So that was yesterday's 12-hour project. Now that I've done that, I fully intend to keep some version of this program around—I just can't get over how easy it was to make these maps, in the end, and I'm thinking I might even be able to work this into my gen ed intro programming class (this kind of data processing is central to the course, I had just assumed that maps would be too hard). Or, build a website: you submit a spreadsheet or CSV with by-county numbers, and I can hook you up with one of these state-and-MSA maps lickety-split.

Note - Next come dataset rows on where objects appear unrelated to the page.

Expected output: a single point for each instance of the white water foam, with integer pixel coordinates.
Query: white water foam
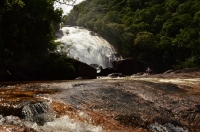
(87, 47)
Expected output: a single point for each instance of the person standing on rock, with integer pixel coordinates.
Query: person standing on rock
(148, 71)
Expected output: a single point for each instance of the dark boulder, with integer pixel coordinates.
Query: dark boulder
(30, 71)
(129, 66)
(83, 70)
(105, 71)
(114, 75)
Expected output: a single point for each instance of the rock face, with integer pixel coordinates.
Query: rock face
(106, 71)
(129, 66)
(83, 70)
(45, 71)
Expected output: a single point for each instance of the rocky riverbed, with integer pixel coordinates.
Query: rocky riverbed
(157, 103)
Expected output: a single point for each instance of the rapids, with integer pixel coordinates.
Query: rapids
(86, 46)
(105, 104)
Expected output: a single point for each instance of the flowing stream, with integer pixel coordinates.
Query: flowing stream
(86, 46)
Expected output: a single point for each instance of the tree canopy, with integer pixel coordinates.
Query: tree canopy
(161, 33)
(27, 39)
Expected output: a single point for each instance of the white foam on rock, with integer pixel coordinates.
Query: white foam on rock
(87, 47)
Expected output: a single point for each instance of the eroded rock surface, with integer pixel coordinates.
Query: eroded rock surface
(122, 104)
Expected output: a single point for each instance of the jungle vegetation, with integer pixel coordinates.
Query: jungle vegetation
(162, 33)
(27, 38)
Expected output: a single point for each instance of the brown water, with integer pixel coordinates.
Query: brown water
(121, 104)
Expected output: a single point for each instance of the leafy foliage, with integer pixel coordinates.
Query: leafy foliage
(161, 33)
(27, 35)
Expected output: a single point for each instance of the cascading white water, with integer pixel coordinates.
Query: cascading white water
(86, 46)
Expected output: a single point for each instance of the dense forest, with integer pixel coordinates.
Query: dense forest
(162, 33)
(27, 40)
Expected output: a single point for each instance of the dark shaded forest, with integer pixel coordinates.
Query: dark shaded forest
(27, 45)
(164, 34)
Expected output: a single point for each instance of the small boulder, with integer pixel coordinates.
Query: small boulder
(129, 66)
(83, 70)
(114, 75)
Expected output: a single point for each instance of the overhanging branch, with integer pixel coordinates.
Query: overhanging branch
(65, 3)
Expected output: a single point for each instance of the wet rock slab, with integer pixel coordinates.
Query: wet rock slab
(121, 104)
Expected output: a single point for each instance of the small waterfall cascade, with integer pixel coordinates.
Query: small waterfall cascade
(86, 46)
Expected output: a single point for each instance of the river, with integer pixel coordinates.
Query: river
(103, 104)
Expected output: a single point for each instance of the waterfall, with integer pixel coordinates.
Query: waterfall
(86, 46)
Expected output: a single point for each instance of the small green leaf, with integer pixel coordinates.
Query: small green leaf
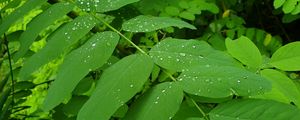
(173, 11)
(245, 51)
(149, 23)
(159, 103)
(33, 29)
(289, 6)
(78, 64)
(287, 57)
(117, 85)
(103, 5)
(179, 54)
(18, 14)
(222, 81)
(254, 109)
(73, 106)
(278, 3)
(283, 88)
(58, 43)
(187, 15)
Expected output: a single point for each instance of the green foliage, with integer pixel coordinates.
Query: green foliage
(148, 60)
(243, 109)
(245, 51)
(287, 58)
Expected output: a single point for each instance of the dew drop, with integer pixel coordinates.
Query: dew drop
(182, 54)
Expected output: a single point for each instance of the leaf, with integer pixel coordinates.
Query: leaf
(245, 51)
(186, 111)
(278, 3)
(283, 88)
(179, 54)
(103, 5)
(117, 85)
(33, 29)
(78, 64)
(73, 106)
(149, 23)
(19, 13)
(254, 109)
(222, 81)
(160, 103)
(287, 57)
(289, 6)
(57, 44)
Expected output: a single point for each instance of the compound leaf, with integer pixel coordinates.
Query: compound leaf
(222, 81)
(19, 13)
(117, 85)
(60, 40)
(283, 88)
(162, 100)
(287, 57)
(33, 29)
(78, 64)
(103, 5)
(254, 109)
(149, 23)
(245, 51)
(179, 54)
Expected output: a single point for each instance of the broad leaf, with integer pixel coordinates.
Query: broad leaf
(283, 88)
(159, 103)
(103, 5)
(254, 109)
(93, 54)
(222, 81)
(180, 54)
(245, 51)
(278, 3)
(33, 29)
(117, 85)
(58, 43)
(287, 57)
(149, 23)
(18, 14)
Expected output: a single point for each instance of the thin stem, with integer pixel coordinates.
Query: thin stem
(11, 70)
(115, 30)
(198, 107)
(194, 102)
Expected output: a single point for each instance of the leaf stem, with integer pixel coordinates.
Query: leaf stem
(115, 30)
(194, 102)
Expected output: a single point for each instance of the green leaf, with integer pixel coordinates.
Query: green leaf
(283, 88)
(289, 6)
(58, 43)
(149, 23)
(103, 5)
(278, 3)
(117, 85)
(222, 81)
(78, 64)
(33, 29)
(173, 11)
(245, 51)
(159, 103)
(73, 106)
(254, 109)
(186, 111)
(287, 57)
(18, 14)
(179, 54)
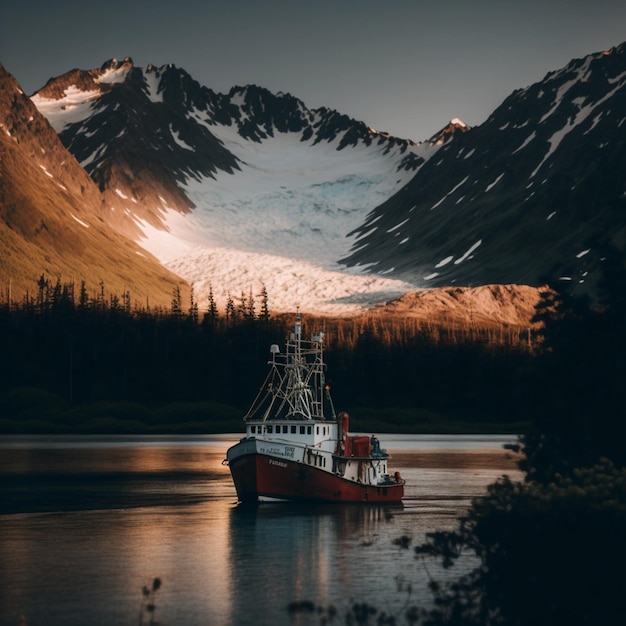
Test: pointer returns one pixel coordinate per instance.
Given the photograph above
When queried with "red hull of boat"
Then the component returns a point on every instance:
(257, 475)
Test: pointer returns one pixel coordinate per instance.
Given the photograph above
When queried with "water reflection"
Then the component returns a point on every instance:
(86, 524)
(280, 552)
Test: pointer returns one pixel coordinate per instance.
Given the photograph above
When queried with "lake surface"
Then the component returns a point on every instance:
(86, 522)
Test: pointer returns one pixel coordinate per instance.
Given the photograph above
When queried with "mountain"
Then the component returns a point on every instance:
(535, 193)
(50, 219)
(250, 189)
(232, 191)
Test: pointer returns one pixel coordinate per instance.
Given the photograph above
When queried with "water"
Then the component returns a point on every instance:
(86, 522)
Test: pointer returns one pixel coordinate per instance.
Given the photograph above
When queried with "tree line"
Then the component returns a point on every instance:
(82, 348)
(549, 549)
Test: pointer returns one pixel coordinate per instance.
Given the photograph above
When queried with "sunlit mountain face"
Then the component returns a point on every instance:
(248, 189)
(50, 217)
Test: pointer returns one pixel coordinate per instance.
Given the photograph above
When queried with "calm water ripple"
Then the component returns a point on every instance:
(85, 522)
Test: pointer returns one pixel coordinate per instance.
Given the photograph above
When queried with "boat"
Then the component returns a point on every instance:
(296, 448)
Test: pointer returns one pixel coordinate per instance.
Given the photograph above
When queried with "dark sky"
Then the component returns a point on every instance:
(402, 66)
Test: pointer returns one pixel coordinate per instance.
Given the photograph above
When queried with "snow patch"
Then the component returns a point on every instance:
(467, 254)
(443, 262)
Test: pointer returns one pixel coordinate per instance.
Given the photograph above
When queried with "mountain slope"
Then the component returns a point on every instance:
(536, 192)
(234, 190)
(49, 215)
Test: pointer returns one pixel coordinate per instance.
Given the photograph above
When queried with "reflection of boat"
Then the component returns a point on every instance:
(296, 448)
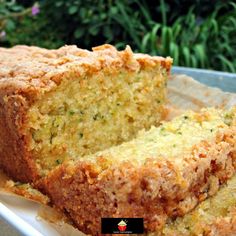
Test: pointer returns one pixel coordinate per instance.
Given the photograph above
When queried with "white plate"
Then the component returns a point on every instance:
(22, 215)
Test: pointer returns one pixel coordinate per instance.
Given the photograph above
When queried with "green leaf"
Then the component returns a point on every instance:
(10, 25)
(72, 9)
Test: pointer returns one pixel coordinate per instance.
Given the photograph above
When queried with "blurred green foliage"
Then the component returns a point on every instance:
(195, 33)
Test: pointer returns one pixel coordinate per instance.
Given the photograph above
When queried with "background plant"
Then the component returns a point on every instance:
(195, 33)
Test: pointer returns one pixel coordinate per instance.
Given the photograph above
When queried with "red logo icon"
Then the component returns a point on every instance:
(122, 226)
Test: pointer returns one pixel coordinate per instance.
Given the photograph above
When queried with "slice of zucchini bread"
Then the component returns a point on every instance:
(215, 216)
(162, 173)
(60, 104)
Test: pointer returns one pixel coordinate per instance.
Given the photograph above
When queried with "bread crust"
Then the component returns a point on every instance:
(155, 191)
(27, 73)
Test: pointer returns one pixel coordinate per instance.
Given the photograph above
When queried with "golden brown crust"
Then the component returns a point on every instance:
(27, 73)
(223, 226)
(33, 70)
(15, 159)
(154, 191)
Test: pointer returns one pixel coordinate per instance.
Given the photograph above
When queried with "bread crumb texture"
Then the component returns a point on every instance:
(61, 104)
(161, 174)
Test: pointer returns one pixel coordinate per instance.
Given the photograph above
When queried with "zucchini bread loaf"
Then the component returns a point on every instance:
(162, 173)
(60, 104)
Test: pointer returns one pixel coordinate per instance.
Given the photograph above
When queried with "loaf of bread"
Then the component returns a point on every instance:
(60, 104)
(162, 173)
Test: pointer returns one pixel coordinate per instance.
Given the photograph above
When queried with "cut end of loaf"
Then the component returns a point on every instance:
(149, 176)
(91, 113)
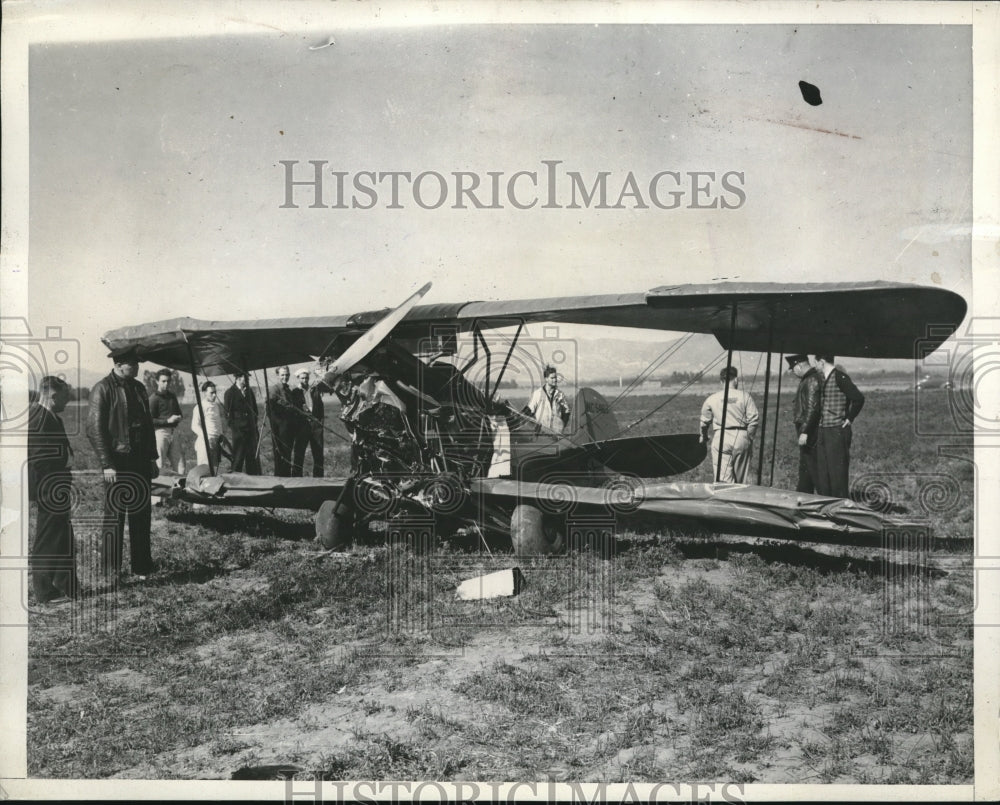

The number of MSAs is easy to adjust, and my initial guess of 40 feels about right; much less than that and the states are still dominating, and too many more and it just devolves into information overload that doesn't tell much of a story. Here's what it looks like with all the MSAs pulled out of the states:

So yeah, I think I'll stick with 40. But, many avenues for improvement from here, and of course, so much more data to visualise!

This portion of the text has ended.